Now we’ve discussed the positives of correlation it’s time to dive into the depths of the problems associated with this research type (I’m starting to feel like a relationship counsellor). Correlation only shows a relationship between an X variable and a Y variable. Granted this is useful however, it does not result in a clear, precise and unambiguous explanation for the relationship and therefore correlation has low internal validity. The point I’m trying to make is that correlation cannot assess causality. There are other possibilities such as factor B causes factor A (reverse causation), factor A causes factor B and B causes A (bidirectional model) or an unknown factor C is the cause (third variable problem).

For example, Gentile and Anderson*** studied the patterns of video game use along with aggressive behaviour. They found that time spent playing violent video games positively correlated with aggressive feelings, arguments with schoolteachers and increased physical violence. So, a relationship between an X variable (video game use) and Y variable (aggression) has been established but let’s discuss the limitations. There is no causal link established between violent videogame use and aggressive behaviour. A ‘bi directional model’ (Gentle and Anderson 2003) suggests violent games may increase aggression but it is just as likely that those who possess an aggressive personality are orientated to act aggressively and choose violent video games as a result of this. Also, it may be that the violent video games cause the aggression, this is known as reverse causation. In short, correlation does not establish which variable is the cause and which is the effect.

Another limitation of correlation is known as the third variable problem. This can be seen as a third wheel in the relationship like a gooseberry or maybe even a love triangle (oooh things are starting to get interesting!) So, you’ve established a relationship between two variables and it’s all happy family’s right? Wrong, there is also the possibility that an unknown third variable (that we’ll call Z) is controlling variable X, Y or both. A correlation established a relationship between young children sleeping with the light on and being likely to develop myopia in later life (University of Pennsylvania Medical Center, 1999)*****. Therefore, sleeping with the light on causes myopia yeah? No! Another study by The Ohio State University found that infants sleeping with the light did not cause the development of myopia. However, they did find a strong link between parental myopia along with the development of child myopia. It was also noted that myopic parents were likely to leave the light on in their child’s bedroom. So, the cause of both conditions (variables A and B) is parental myopia (variable C), and therefore the above conclusion that sleeping with the light on causes myopia is false.
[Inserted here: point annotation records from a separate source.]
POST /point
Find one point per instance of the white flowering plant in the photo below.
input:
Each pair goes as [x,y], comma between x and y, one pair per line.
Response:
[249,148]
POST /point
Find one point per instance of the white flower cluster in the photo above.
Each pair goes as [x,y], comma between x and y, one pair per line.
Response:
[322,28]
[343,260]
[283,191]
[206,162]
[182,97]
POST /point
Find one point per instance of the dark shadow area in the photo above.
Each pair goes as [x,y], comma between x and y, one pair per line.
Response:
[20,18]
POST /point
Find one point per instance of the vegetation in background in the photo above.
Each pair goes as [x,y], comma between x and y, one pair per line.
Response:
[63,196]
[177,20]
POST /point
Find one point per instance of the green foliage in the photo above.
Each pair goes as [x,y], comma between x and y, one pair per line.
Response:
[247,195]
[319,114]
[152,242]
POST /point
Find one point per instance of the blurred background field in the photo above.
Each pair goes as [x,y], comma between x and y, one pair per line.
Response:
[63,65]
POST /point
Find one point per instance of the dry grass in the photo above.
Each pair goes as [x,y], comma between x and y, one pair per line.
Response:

To conclude; correlations establish relationships between variables and by doing so can indicate where more research needs to be carried out to investigate why the relationship between and X and Y variable occurs. However, this relationship may be one best described as going through a rough patch. Directionality and the third variable problem are huge flaws that arise in correlation and it is extremely important to remember that correlation does NOT mean causation. In fact, I’m going to say it again just to stress my point; correlation is NOT causation!

*McNeal, E.T. and Cimbolic, P. (1986). Antidepressants and biochemical theories of depression. Psychological Bulletin, 99, 361-74


***Gentile, D.A. and Anderson, C.A. (2003). Violent video games: the newest media violence hazard. In D. A. Gentile (Ed.) Media violence and children. Westport, CT: Praeger Publishing.